At this year’s Robobusiness event in San Jose, executives were thrilled with Clearpath’s introduction of OTTO: the self-driving warehouse robot. Using similar technology to Google’s self-driving car, OTTO is able to navigate complicated work scenarios without someone sitting behind the wheel.
OTTO’s capabilities include transporting heavy materials across the warehouse and assisting with assembly line delivery and tasks. OTTO is changing the landscape for manufacturers, offering them more flexibility and a cost effective alternative to otherwise difficult tasks.

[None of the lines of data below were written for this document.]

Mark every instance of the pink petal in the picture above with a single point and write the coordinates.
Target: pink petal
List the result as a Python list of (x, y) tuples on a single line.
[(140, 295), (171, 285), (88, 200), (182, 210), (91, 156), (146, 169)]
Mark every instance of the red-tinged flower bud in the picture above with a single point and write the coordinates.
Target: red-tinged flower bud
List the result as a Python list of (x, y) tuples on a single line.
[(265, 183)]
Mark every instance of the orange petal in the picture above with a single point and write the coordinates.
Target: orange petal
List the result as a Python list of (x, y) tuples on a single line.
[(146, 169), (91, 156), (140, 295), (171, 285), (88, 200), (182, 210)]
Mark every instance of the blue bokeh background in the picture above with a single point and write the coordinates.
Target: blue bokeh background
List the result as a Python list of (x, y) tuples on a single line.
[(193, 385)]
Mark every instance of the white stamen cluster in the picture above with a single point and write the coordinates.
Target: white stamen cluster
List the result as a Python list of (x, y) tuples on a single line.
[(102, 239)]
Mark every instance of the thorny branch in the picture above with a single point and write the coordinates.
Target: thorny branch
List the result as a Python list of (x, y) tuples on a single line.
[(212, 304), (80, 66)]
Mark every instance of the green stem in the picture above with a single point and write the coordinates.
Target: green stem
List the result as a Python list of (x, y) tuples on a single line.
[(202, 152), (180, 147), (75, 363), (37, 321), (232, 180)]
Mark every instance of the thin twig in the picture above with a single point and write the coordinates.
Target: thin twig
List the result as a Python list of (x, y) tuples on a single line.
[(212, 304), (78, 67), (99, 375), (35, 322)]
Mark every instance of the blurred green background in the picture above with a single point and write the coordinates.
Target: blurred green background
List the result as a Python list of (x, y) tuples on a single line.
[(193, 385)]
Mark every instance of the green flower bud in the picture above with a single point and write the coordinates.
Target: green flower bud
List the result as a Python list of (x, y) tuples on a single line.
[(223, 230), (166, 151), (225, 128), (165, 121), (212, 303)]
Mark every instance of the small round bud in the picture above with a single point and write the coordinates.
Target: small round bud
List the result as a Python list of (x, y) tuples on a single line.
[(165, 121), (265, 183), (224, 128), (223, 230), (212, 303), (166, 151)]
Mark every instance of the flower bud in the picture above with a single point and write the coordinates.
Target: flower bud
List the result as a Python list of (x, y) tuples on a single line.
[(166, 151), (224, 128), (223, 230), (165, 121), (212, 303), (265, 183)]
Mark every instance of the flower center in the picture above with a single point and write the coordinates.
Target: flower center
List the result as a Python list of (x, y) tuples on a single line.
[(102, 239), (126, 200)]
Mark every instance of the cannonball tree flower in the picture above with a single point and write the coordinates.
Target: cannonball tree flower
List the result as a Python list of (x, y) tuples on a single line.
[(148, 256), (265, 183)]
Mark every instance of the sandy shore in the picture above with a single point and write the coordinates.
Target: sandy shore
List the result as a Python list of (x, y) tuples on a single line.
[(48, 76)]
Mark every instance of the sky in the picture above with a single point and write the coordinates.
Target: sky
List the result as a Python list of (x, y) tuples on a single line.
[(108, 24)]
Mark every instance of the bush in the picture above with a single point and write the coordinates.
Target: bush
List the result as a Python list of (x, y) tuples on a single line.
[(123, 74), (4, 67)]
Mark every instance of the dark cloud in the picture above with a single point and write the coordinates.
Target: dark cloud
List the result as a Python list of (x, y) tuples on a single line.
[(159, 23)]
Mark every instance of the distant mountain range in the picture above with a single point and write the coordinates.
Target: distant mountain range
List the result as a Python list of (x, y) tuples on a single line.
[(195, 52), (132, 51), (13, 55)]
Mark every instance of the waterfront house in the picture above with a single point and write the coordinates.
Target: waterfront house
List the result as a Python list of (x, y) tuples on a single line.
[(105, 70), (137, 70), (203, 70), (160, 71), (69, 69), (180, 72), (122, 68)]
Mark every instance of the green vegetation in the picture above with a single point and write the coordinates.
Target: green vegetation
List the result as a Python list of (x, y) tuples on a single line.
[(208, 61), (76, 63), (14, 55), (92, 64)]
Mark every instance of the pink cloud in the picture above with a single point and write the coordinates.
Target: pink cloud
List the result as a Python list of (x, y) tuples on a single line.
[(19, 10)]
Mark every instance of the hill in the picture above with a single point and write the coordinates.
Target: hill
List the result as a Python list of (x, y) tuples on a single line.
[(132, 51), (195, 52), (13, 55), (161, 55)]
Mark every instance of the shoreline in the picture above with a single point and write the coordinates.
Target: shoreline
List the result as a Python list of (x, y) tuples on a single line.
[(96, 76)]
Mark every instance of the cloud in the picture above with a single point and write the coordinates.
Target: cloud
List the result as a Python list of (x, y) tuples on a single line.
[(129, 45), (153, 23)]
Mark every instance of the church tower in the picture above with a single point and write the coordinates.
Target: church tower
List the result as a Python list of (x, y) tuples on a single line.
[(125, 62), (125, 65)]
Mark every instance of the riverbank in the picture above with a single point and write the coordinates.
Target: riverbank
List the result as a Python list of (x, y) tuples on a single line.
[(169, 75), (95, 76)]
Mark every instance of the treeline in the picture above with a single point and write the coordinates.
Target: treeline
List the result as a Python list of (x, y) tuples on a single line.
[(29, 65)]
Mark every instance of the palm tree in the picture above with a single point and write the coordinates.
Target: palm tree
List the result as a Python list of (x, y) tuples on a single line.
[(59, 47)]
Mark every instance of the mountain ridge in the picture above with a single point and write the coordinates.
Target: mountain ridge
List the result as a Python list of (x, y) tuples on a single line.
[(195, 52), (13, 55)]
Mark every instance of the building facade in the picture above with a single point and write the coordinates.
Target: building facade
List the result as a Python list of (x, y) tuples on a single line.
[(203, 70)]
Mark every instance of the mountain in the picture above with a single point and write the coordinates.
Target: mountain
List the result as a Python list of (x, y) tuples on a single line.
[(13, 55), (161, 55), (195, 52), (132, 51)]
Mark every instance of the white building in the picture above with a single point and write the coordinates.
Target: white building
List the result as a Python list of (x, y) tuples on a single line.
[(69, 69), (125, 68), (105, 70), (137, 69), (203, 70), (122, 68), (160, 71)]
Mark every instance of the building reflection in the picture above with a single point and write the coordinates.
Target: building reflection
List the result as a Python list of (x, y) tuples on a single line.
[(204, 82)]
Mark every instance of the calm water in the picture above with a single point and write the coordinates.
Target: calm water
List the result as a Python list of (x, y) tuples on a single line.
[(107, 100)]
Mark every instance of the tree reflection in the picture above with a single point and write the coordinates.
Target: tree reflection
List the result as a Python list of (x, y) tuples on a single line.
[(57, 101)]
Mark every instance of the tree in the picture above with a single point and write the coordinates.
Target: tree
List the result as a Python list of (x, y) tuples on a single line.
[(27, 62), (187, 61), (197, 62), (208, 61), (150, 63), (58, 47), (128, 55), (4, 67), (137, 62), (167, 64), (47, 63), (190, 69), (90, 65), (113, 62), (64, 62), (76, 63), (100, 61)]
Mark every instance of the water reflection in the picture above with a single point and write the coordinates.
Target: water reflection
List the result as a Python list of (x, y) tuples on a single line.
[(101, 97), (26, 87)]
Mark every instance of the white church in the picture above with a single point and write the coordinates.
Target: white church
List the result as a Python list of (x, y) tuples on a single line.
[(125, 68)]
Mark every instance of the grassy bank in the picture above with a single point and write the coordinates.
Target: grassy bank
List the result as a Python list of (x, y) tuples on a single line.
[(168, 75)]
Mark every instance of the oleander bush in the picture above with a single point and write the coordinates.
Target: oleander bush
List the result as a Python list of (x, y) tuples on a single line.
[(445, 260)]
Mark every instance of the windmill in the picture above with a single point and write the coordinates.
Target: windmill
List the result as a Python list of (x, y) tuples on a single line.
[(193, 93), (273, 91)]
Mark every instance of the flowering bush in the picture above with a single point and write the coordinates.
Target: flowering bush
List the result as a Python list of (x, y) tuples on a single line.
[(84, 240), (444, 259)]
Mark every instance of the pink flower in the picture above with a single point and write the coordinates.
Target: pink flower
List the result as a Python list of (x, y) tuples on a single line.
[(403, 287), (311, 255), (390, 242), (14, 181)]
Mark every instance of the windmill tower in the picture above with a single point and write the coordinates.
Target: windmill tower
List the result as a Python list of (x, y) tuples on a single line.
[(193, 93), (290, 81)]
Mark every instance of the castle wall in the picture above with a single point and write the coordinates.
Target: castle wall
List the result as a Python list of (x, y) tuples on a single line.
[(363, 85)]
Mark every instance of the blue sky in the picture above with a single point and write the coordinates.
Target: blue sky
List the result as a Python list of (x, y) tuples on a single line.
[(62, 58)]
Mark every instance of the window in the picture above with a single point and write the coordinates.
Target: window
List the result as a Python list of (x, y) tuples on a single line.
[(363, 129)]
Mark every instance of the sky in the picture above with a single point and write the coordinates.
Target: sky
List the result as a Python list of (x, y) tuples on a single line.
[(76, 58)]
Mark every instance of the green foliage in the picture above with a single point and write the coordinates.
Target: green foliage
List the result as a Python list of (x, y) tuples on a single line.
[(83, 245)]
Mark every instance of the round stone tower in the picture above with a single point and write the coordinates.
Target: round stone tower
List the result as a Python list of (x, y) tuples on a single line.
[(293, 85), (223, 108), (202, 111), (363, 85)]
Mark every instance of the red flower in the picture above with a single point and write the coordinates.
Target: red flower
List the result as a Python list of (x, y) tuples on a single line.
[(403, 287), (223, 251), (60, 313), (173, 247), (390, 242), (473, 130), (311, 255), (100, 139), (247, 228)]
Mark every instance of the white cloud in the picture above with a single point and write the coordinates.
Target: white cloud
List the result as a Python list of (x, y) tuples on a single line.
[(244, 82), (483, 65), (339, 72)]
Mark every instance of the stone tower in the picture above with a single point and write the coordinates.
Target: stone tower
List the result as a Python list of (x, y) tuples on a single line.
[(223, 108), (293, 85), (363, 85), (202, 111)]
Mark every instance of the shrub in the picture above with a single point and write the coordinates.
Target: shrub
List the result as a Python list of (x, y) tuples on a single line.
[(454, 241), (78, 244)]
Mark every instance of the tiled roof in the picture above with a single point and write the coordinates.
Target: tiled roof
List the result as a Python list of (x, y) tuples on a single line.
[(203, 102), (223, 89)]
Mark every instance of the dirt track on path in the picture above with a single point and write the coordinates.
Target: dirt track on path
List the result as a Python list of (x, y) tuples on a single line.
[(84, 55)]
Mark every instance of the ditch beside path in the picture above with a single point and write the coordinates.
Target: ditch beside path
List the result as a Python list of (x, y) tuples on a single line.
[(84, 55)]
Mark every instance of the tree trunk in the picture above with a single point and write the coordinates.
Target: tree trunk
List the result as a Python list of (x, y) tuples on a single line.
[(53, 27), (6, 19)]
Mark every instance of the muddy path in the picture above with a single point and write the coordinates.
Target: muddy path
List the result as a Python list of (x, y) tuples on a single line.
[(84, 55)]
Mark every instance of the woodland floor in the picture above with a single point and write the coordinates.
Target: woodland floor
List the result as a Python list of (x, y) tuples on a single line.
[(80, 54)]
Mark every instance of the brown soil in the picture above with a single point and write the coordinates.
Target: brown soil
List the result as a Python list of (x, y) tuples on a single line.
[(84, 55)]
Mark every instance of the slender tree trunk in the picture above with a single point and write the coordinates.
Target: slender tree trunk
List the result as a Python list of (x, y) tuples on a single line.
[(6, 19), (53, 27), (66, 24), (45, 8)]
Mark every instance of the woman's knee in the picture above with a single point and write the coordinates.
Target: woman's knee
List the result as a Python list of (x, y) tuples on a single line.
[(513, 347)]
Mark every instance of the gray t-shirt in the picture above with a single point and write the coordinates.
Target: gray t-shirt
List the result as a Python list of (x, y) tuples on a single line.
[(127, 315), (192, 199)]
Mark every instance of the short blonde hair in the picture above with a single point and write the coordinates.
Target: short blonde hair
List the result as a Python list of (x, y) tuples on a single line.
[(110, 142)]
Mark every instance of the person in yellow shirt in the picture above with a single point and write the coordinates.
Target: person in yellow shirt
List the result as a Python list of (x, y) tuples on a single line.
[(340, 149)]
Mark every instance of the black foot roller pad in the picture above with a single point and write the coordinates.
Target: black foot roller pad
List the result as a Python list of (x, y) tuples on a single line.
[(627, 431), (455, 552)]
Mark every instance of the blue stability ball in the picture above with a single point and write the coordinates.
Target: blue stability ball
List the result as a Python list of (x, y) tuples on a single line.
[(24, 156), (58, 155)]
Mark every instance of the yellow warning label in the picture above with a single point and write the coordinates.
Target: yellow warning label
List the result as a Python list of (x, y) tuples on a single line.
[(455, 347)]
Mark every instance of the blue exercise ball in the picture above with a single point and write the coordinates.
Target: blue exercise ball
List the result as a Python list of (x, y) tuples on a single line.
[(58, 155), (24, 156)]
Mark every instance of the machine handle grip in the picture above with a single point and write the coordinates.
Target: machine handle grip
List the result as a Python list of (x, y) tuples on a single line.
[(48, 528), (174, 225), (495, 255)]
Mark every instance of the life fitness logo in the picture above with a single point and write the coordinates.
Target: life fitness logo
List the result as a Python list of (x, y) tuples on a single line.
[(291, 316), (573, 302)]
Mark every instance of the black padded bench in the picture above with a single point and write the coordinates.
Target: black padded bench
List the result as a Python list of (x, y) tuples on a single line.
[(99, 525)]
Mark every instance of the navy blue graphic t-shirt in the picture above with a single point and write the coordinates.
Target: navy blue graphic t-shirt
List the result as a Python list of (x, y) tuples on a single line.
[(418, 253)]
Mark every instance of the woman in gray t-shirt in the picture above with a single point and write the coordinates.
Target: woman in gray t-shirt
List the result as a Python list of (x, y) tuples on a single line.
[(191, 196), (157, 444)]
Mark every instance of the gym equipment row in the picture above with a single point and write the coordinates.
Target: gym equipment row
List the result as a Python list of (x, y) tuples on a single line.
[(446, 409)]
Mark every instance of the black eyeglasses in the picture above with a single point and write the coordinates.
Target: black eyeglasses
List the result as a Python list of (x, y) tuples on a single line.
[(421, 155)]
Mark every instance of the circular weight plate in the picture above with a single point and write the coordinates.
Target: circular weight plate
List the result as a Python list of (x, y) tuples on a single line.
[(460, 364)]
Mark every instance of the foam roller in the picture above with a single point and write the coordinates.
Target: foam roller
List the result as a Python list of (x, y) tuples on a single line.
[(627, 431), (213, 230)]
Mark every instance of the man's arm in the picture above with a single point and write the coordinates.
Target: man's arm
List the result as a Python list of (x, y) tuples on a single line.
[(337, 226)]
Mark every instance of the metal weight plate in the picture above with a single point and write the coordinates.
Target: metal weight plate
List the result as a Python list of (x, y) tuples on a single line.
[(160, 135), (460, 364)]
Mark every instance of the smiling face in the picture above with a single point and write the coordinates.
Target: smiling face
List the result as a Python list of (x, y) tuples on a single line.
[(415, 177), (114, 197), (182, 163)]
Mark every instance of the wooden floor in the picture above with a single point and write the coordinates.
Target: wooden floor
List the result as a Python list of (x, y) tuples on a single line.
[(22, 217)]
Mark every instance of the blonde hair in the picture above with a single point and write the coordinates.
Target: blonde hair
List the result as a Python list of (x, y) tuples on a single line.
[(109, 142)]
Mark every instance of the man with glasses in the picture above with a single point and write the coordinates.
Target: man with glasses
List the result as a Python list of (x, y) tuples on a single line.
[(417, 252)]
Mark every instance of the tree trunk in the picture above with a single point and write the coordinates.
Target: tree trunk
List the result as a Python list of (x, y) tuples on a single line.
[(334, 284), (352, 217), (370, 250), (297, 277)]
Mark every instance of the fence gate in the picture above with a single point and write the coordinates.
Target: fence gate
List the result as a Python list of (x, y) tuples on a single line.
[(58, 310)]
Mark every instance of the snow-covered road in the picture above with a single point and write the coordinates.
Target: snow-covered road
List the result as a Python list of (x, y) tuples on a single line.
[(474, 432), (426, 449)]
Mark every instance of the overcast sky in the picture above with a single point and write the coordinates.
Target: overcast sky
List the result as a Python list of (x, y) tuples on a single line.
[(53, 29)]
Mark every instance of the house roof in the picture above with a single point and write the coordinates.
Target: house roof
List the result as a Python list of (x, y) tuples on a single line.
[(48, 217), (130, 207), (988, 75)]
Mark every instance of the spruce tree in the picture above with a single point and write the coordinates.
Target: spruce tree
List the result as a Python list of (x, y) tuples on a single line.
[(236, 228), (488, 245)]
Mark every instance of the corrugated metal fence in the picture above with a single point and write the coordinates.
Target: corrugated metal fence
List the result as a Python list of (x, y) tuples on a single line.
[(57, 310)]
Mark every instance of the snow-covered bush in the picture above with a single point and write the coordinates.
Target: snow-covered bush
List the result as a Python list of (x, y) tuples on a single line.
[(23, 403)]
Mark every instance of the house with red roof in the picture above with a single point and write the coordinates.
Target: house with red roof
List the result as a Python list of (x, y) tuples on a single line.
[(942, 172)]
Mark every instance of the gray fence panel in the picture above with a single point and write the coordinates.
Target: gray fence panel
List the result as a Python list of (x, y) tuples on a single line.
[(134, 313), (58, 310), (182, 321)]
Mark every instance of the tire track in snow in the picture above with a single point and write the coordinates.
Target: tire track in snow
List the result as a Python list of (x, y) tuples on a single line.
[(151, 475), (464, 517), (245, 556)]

Clearpath explains, “Traditional material handling systems require costly and rigid changes to infrastructure, cannot adapt to a changing environment, and are not safe for collaboration with warehouse personnel. OTTO does not rely on external infrastructure for navigation, making implementation hassle-free and highly scalable. It can transport 3,300-lb. loads at speeds up to 4.5 mph, while tracking along optimal paths and safely avoiding collisions.”
OTTO units can be found in five test facilities. This number will only increase. “North American manufacturers are constantly under pressure to find new ways to gain an edge against low-cost offshore competition. Traditional automation is saturating. But what about the more complex tasks too difficult or expensive to automate? We created OTTO to reinvent material transport and give North American manufacturers a new edge,” explains CEO and co-founder, Matt Rendhall.
GE is capitalizing on this innovation, as they recently became OTTO’s first customer. Moreover, GE has been collaborating with Clearpath since 2013 on robotic development. “We believe robotics will drastically improve the industries that GE serves,” says Ralph Taylor-Smith, Managing Director of GE Ventures. “We look forward to further partnering with Clearpath and exploring the role large-scale service robots may play for us and for our customers in the future. This Clearpath investment from GE reflects a deepening of the industrial partnership in advanced manufacturing and field service operations with self-driving vehicles and service robots.”